Steurele also questioned the wisdom of encouraging Roth conversions. “The wacky budget process continues to provide incentives to make our kids and grandkids pay for the costs in the out-years by converting more contributions to Roth accounts. Most taxpayers with average income, moreover, are better off not using Roth accounts, but the confusion will likely drag more of them into using Roths,” he said.
While removing some of the frictions in the defined contribution system, the Act does nothing to increase the capacity of low income workers to save more, to prevent them from raiding their retirement savings before retirement, or to help re-finance Social Security before it runs short of revenue in 2034 or so. The bill doesn’t stimulate the spread of state-sponsored Roth auto-IRA plans or increase the ability of America’s gig workers to save.

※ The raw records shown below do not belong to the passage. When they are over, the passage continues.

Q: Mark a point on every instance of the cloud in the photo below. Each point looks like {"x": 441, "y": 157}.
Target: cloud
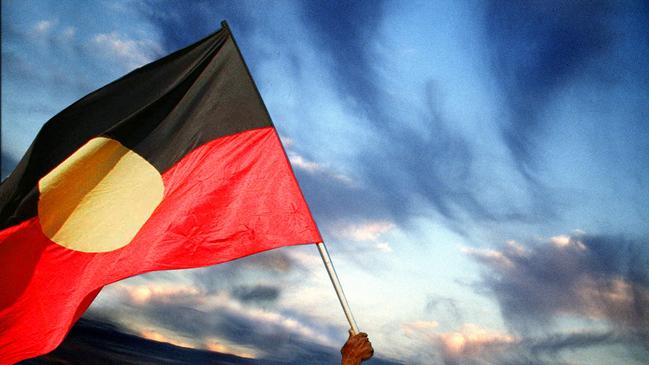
{"x": 131, "y": 53}
{"x": 536, "y": 48}
{"x": 44, "y": 26}
{"x": 591, "y": 277}
{"x": 256, "y": 293}
{"x": 472, "y": 344}
{"x": 369, "y": 231}
{"x": 184, "y": 314}
{"x": 314, "y": 168}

The bill also ignores differences in the quality of qualified plans. An observer from Mars would never guess from the language of this bill that not all 401(k) plans are equal. Larger plans, sponsored by large, profitable companies, are more likely to offer low fees and low-cost investments and generous matching contributions. These differences mean that the 401(k) system reflects and reinforces patterns of wealth inequality, even as it helps individuals overcome them.